Les essentiels, sont entrés dans l’action. J’étais ce samedi aux côtés des éboueurs mobilisés. Notre mouvement a remis 20 000 euros à leur caisse de grève, pour les aider à tenir dans leur dure lutte.
À l’heure où la plupart d’entre nous nous levons à peine, ils sont chaque jour dans la rue, sous la chaleur ou la pluie battante, pour faire fonctionner un réseau indispensable à nos vies. Ces salariés, qui devront tous travailler deux ans de plus si la réforme passe, sont un double symbole de la période dans laquelle nous nous trouvons. D’une part, ils sont la parfaite illustration de l’injustice de cette réforme qui s’abattra surtout sur les plus faibles. D’autre part, ils nous montrent la force du blocage du pays par les secteurs stratégiques, alors que les déchets s’amoncellent sous nos fenêtres.

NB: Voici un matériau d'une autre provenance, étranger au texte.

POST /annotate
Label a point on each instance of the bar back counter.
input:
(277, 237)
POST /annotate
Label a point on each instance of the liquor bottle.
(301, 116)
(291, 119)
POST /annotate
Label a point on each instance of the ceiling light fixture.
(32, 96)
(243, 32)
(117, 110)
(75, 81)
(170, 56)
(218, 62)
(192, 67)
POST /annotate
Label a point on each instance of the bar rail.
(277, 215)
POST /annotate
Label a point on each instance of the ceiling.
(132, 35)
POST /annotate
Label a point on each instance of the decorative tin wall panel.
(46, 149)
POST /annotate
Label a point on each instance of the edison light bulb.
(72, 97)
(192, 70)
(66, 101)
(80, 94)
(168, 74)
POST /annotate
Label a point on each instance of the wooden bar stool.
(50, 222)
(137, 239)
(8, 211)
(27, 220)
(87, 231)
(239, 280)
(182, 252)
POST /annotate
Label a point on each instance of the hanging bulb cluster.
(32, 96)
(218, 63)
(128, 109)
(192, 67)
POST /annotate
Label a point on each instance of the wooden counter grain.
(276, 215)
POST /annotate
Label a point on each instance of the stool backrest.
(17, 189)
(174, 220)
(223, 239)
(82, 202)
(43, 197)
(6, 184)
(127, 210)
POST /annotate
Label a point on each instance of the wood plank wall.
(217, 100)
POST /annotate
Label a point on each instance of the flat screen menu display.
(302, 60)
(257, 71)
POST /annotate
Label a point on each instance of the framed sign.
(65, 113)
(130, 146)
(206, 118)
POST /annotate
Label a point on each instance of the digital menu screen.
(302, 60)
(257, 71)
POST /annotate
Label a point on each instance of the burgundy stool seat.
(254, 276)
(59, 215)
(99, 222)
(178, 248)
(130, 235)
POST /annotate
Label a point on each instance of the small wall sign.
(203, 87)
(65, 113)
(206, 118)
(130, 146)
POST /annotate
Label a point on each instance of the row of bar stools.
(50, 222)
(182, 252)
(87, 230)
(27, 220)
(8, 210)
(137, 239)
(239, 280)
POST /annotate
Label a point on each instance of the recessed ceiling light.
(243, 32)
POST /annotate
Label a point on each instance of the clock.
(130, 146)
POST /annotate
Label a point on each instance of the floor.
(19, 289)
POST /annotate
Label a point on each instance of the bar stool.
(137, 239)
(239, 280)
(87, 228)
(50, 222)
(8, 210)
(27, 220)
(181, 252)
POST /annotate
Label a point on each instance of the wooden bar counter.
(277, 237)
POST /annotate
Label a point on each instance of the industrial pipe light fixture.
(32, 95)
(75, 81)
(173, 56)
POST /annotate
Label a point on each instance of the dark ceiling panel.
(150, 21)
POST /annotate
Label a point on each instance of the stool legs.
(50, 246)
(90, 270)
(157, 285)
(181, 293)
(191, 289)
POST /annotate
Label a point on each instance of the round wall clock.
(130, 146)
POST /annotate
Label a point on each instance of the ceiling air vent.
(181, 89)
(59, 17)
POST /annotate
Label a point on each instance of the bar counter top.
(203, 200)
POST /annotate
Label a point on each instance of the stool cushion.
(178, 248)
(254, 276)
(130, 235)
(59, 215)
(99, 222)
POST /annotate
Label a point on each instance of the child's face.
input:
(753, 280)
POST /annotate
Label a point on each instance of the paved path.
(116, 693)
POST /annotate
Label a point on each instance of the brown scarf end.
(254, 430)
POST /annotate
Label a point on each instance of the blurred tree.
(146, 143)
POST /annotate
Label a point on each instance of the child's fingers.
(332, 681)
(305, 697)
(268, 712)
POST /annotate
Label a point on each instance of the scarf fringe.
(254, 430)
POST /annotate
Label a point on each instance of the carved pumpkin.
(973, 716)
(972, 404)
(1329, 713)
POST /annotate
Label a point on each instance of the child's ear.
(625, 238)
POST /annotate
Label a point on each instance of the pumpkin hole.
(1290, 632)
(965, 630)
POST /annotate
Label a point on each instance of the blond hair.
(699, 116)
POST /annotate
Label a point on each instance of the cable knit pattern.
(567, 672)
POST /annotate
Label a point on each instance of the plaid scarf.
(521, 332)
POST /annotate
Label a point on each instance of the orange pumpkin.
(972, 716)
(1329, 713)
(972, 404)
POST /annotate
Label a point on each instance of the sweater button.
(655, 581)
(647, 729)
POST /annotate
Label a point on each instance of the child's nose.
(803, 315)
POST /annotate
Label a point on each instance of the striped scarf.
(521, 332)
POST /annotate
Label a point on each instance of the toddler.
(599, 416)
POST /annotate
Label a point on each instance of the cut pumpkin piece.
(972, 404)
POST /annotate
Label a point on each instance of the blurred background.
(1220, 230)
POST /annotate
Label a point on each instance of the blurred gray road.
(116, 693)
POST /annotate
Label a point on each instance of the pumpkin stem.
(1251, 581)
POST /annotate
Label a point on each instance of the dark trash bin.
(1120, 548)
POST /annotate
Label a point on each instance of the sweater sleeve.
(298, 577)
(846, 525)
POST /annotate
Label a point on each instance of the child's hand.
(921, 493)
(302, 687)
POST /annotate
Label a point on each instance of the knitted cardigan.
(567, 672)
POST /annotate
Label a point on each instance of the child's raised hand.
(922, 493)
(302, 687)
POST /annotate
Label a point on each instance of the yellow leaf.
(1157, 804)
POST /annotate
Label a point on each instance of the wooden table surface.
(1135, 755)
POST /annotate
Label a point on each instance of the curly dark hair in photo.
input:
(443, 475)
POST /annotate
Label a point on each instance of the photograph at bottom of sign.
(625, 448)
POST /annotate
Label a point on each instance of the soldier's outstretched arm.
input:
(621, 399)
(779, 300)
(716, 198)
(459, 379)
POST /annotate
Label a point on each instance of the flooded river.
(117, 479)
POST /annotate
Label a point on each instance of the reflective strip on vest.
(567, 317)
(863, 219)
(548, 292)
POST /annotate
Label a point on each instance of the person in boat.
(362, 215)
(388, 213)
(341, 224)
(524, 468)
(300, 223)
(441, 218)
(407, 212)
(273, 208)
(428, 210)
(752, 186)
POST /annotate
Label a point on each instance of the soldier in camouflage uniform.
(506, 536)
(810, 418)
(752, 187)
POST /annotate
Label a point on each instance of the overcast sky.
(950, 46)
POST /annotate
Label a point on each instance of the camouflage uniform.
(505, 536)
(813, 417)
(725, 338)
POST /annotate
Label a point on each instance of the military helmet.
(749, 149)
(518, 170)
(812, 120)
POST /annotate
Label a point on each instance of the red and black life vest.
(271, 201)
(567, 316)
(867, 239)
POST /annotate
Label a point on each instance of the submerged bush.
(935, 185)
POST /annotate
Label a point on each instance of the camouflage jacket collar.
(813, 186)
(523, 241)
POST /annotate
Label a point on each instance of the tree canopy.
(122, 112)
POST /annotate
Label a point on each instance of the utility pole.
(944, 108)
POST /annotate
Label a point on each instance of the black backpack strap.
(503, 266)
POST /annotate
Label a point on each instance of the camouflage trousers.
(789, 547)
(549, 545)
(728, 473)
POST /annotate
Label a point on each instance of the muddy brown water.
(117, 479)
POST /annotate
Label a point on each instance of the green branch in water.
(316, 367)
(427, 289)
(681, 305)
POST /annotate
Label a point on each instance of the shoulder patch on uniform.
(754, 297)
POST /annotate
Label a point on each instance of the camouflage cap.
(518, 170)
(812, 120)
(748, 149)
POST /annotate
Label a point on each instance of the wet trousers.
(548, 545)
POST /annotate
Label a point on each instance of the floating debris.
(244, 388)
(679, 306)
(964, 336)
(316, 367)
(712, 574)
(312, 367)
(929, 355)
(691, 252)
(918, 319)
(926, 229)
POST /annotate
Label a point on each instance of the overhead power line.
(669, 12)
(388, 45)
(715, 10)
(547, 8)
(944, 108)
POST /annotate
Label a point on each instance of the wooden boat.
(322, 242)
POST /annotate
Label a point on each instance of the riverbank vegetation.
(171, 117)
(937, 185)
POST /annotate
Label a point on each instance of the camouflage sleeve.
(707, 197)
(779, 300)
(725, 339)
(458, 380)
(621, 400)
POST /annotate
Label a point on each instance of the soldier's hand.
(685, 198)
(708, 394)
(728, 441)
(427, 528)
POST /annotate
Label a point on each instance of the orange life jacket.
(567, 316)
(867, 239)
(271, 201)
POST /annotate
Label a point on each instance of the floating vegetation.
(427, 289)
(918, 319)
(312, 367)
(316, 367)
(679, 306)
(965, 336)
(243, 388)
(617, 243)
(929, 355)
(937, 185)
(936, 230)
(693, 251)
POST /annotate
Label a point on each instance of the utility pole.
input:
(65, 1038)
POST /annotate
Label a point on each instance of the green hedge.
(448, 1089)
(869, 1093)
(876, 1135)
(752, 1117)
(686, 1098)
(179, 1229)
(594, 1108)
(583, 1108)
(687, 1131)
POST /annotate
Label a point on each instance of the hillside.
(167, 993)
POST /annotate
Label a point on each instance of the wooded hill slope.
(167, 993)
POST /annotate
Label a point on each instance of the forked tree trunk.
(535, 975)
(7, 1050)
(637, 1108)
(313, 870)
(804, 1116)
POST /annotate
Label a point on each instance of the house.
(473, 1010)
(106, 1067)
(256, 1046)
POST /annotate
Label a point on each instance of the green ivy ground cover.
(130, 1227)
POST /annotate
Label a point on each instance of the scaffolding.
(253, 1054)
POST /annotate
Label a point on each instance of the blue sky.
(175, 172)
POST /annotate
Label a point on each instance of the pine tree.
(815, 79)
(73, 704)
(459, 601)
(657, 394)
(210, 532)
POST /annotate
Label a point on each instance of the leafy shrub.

L’affaiblissement organisé du tissu associatif et syndical en Macronie – de la destruction des contrats aidés à la suppression des CHSCT – n’aura pas eu raison de la capacité du peuple à s’organiser. Les gilets jaunes, le mouvement climat et la discipline et le sérieux du mouvement social en cours l’ont démontré.
Le déblocage est possible. Mais les portes de sorties raisonnables sont peu nombreuses. Seuls le retrait ou le référendum permettraient le retour au calme. Le pays, frappé par une inflation délirante, ne doit pas subir le fardeau de deux ans de plus au travail pour les plus précaires. Les Français ont exprimé leur rejet de la réforme par la grève et la manifestation. Si cela ne suffit pas aux macronistes, ils doivent pouvoir le faire par les urnes.